Pramono bersama Zulhas, Hanif, dan Pratikno Tinjau TPST Bantargebang, Bahas Solusi Sampah

FAZ • Wednesday, 19 Mar 2025 - 15:23 WIB

BEKASI – Gubernur DKI Jakarta, Pramono Anung, meninjau Tempat Pengelolaan Sampah Terpadu (TPST) Bantargebang, Kota Bekasi, Jawa Barat pada Rabu (19/3/25) pagi. Kunjungan ini dilakukan bersama Menteri Koordinator Bidang Pangan Zulkifli Hasan, Menteri Koordinator Bidang Pembangunan Manusia dan Kebudayaan (Menko PMK) Pratikno, Menteri Lingkungan Hidup (LH) Hanif Faisol Nurofiq, Kepala Badan Nasional Penanggulangan Bencana (BNPB) Letjen TNI Suharyanto, dan Wali Kota Bekasi Tri Adhianto.  

Dalam pantauan MNC Trijaya.com, Pramono beserta rombongan meninjau fasilitas Pembangkit Listrik Tenaga Sampah (PLTSa) dan Refuse Derived Fuel (RDF) Plant yang beroperasi di TPST Bantargebang.  

Menurut Pramono, saat ini jumlah sampah yang dihasilkan Jakarta mencapai 8.000 ton per hari. Dengan beroperasinya fasilitas RDF di Bantargebang dan Rorotan, ia berharap volume sampah yang masuk ke TPST dapat berkurang hingga 5.000-6.000 ton per hari.  

"Jakarta setiap hari menghasilkan sekitar 8.000 ton sampah. Dengan RDF Bantargebang dan Rorotan, mudah-mudahan bisa turun menjadi 5.000-6.000 ton," ujar Pramono.  

Dalam kesempatan yang sama, Menko PMK Pratikno menambahkan bahwa pengelolaan sampah merupakan isu penting, tidak hanya bagi kesehatan masyarakat, tetapi juga dalam upaya mitigasi bencana, seperti banjir.  

"Tentu saja isu sampah ini sangat krusial.

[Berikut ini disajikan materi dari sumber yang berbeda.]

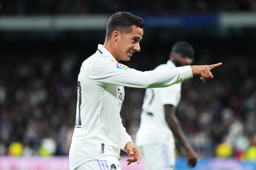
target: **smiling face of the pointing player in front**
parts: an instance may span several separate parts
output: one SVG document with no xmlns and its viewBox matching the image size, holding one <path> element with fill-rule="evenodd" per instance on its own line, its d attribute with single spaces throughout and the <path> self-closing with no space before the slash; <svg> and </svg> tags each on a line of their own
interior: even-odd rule
<svg viewBox="0 0 256 170">
<path fill-rule="evenodd" d="M 114 32 L 115 37 L 115 54 L 113 55 L 116 58 L 116 61 L 130 61 L 130 57 L 135 51 L 140 51 L 140 41 L 143 36 L 143 29 L 136 26 L 131 26 L 131 33 L 120 33 Z"/>
</svg>

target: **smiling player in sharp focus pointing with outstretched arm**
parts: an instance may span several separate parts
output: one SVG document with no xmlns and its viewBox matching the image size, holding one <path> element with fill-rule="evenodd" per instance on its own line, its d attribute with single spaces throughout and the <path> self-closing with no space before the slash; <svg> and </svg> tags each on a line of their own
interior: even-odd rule
<svg viewBox="0 0 256 170">
<path fill-rule="evenodd" d="M 213 65 L 183 66 L 167 70 L 138 71 L 119 61 L 129 61 L 140 51 L 144 21 L 128 12 L 116 12 L 107 22 L 106 37 L 96 52 L 81 65 L 77 80 L 75 129 L 69 151 L 70 169 L 120 170 L 121 149 L 127 152 L 127 165 L 139 164 L 140 150 L 127 134 L 120 110 L 124 86 L 166 87 L 201 75 L 203 82 L 213 78 Z"/>
</svg>

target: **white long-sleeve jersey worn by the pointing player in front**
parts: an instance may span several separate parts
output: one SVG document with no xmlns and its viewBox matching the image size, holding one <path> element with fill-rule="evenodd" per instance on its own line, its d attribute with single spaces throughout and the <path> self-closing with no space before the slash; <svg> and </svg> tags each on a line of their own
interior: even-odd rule
<svg viewBox="0 0 256 170">
<path fill-rule="evenodd" d="M 69 151 L 70 169 L 89 160 L 121 159 L 120 149 L 132 141 L 122 124 L 124 86 L 167 87 L 192 78 L 190 66 L 138 71 L 116 59 L 102 45 L 81 66 L 77 83 L 75 129 Z"/>
</svg>

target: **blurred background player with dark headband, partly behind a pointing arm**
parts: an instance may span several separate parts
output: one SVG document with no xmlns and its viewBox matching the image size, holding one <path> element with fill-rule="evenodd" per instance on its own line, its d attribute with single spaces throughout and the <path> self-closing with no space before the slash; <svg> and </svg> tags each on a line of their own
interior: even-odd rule
<svg viewBox="0 0 256 170">
<path fill-rule="evenodd" d="M 155 70 L 190 65 L 193 58 L 194 49 L 191 44 L 187 41 L 178 41 L 172 46 L 167 63 L 159 65 Z M 174 137 L 186 151 L 187 165 L 190 167 L 196 165 L 197 155 L 175 114 L 180 97 L 181 83 L 164 88 L 146 89 L 135 143 L 141 150 L 145 170 L 174 169 Z"/>
</svg>

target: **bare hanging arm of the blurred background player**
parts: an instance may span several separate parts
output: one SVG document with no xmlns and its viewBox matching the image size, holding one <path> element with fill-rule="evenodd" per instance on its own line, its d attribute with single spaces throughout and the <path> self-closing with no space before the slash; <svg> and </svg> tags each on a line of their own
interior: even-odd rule
<svg viewBox="0 0 256 170">
<path fill-rule="evenodd" d="M 164 112 L 165 120 L 172 130 L 173 135 L 179 140 L 180 144 L 186 150 L 186 158 L 188 160 L 187 165 L 194 167 L 197 163 L 197 155 L 181 129 L 180 122 L 175 114 L 175 107 L 170 104 L 164 105 Z"/>
</svg>

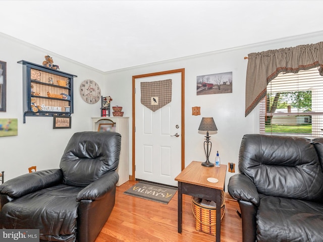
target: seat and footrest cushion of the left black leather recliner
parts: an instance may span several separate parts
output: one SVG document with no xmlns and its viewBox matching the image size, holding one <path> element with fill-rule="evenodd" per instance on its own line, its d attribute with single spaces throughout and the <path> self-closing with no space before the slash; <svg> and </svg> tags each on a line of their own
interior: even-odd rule
<svg viewBox="0 0 323 242">
<path fill-rule="evenodd" d="M 75 241 L 82 187 L 58 185 L 25 195 L 3 206 L 0 220 L 13 224 L 14 229 L 38 228 L 40 239 Z"/>
</svg>

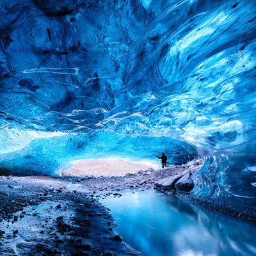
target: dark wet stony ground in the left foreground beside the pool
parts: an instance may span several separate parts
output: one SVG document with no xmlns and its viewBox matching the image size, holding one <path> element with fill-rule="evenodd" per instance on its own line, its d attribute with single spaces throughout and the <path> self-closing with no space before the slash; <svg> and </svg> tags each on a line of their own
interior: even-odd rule
<svg viewBox="0 0 256 256">
<path fill-rule="evenodd" d="M 0 255 L 140 255 L 86 193 L 0 179 Z"/>
</svg>

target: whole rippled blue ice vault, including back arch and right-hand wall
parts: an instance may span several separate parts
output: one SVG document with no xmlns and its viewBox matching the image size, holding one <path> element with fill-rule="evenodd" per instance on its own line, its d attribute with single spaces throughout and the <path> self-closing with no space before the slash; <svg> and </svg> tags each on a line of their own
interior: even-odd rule
<svg viewBox="0 0 256 256">
<path fill-rule="evenodd" d="M 0 5 L 3 173 L 164 150 L 207 159 L 196 196 L 255 204 L 255 1 Z"/>
</svg>

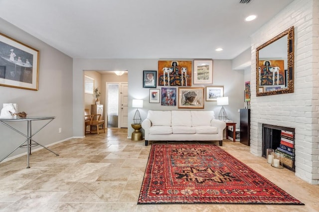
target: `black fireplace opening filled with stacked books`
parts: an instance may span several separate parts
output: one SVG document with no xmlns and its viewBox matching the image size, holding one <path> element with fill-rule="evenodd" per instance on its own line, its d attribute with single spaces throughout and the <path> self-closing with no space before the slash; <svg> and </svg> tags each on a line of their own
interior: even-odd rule
<svg viewBox="0 0 319 212">
<path fill-rule="evenodd" d="M 262 156 L 267 157 L 267 148 L 283 156 L 285 168 L 295 171 L 295 128 L 262 125 Z"/>
</svg>

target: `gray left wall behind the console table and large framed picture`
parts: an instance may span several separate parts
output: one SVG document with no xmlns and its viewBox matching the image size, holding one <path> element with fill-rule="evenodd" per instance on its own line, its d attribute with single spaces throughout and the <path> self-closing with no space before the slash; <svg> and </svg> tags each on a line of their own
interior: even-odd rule
<svg viewBox="0 0 319 212">
<path fill-rule="evenodd" d="M 73 136 L 72 129 L 72 58 L 48 46 L 33 36 L 0 19 L 0 32 L 23 44 L 39 50 L 38 91 L 0 86 L 0 109 L 3 103 L 17 103 L 18 111 L 28 116 L 56 116 L 49 125 L 34 136 L 35 141 L 50 144 Z M 35 130 L 40 121 L 32 122 Z M 26 123 L 11 123 L 26 134 Z M 58 129 L 62 128 L 62 133 Z M 0 158 L 24 140 L 14 131 L 0 124 Z M 25 153 L 19 148 L 9 157 Z"/>
</svg>

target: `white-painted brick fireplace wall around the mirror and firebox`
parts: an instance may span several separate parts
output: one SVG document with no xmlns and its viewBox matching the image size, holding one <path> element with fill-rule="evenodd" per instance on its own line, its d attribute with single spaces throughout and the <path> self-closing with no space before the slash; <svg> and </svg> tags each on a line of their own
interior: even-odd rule
<svg viewBox="0 0 319 212">
<path fill-rule="evenodd" d="M 256 48 L 295 27 L 295 92 L 256 97 Z M 319 184 L 319 1 L 295 0 L 252 35 L 251 152 L 262 153 L 262 124 L 296 130 L 296 176 Z"/>
</svg>

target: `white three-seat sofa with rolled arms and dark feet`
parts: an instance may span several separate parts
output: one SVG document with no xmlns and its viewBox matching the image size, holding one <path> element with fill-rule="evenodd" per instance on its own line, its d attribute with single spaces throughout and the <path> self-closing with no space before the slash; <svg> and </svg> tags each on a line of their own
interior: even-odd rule
<svg viewBox="0 0 319 212">
<path fill-rule="evenodd" d="M 145 145 L 149 141 L 219 141 L 223 145 L 226 123 L 214 111 L 153 111 L 142 122 Z"/>
</svg>

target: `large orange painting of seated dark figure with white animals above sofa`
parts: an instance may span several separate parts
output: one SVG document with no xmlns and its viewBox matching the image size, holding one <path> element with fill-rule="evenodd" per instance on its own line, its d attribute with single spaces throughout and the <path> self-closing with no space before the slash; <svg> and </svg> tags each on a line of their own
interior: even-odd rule
<svg viewBox="0 0 319 212">
<path fill-rule="evenodd" d="M 159 61 L 159 86 L 191 86 L 191 61 Z"/>
</svg>

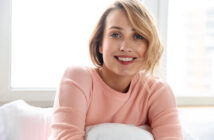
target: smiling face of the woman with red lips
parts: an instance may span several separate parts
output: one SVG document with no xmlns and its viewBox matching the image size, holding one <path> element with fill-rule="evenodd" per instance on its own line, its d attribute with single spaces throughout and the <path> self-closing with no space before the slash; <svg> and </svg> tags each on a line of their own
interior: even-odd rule
<svg viewBox="0 0 214 140">
<path fill-rule="evenodd" d="M 113 10 L 106 18 L 102 44 L 103 69 L 120 76 L 133 76 L 143 66 L 146 40 L 132 27 L 126 13 Z"/>
</svg>

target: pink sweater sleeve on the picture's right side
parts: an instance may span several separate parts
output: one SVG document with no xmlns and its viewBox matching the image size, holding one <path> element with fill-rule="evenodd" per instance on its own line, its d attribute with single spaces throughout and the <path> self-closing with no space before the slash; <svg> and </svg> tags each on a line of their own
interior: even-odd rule
<svg viewBox="0 0 214 140">
<path fill-rule="evenodd" d="M 155 140 L 183 140 L 175 97 L 167 83 L 152 85 L 148 117 Z"/>
</svg>

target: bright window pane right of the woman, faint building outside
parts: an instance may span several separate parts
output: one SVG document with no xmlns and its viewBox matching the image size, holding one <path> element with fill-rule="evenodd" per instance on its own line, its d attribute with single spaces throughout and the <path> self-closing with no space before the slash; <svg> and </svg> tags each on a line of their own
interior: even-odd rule
<svg viewBox="0 0 214 140">
<path fill-rule="evenodd" d="M 167 80 L 177 96 L 214 96 L 214 1 L 168 6 Z"/>
</svg>

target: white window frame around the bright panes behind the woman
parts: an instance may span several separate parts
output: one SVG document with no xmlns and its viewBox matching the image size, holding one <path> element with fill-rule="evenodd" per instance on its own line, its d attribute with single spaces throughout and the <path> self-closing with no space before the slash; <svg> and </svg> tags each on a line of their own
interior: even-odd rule
<svg viewBox="0 0 214 140">
<path fill-rule="evenodd" d="M 161 60 L 161 75 L 166 77 L 167 53 L 167 13 L 168 0 L 150 0 L 153 14 L 157 17 L 157 24 L 165 51 Z M 148 3 L 148 1 L 145 1 Z M 12 89 L 11 75 L 11 15 L 12 0 L 0 1 L 0 105 L 13 100 L 23 99 L 40 107 L 53 105 L 56 90 L 54 89 Z M 178 106 L 214 106 L 214 96 L 176 96 Z"/>
</svg>

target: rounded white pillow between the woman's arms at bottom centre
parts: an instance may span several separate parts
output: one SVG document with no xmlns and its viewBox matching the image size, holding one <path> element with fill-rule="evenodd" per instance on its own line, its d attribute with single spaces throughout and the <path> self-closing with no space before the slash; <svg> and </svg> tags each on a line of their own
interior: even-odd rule
<svg viewBox="0 0 214 140">
<path fill-rule="evenodd" d="M 86 128 L 87 140 L 154 140 L 149 127 L 103 123 Z"/>
</svg>

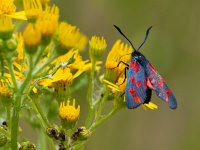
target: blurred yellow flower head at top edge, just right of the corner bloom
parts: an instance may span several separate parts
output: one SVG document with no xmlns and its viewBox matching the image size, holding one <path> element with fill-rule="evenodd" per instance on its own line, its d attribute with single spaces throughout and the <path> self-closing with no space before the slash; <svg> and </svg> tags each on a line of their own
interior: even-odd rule
<svg viewBox="0 0 200 150">
<path fill-rule="evenodd" d="M 23 0 L 26 17 L 30 21 L 35 21 L 42 13 L 40 0 Z"/>
</svg>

Selain berdampak pada kesehatan, sampah juga menjadi salah satu pemicu banjir di Jakarta, selain faktor lainnya," ujar Pratikno.  

Sementara itu, Menko Pangan Zulkifli Hasan atau yang akrab disapa Zulhas mengapresiasi perkembangan pengelolaan sampah di Bantargebang, khususnya dengan penerapan sistem RDF. Teknologi ini memungkinkan sampah diolah menjadi bahan bakar alternatif yang dapat digunakan oleh pabrik semen.  

"Hari ini kita melihat langsung bahwa pengelolaan sampah di Bantargebang sudah mengalami kemajuan dengan RDF. Karena ada pabrik semen yang menampung, sistem ini bisa dimanfaatkan lebih optimal," ujar Zulhas.  

Pemerintah terus berupaya meningkatkan kapasitas pengelolaan sampah dengan inovasi berbasis energi terbarukan, guna mengurangi ketergantungan pada lahan pembuangan sampah konvensional.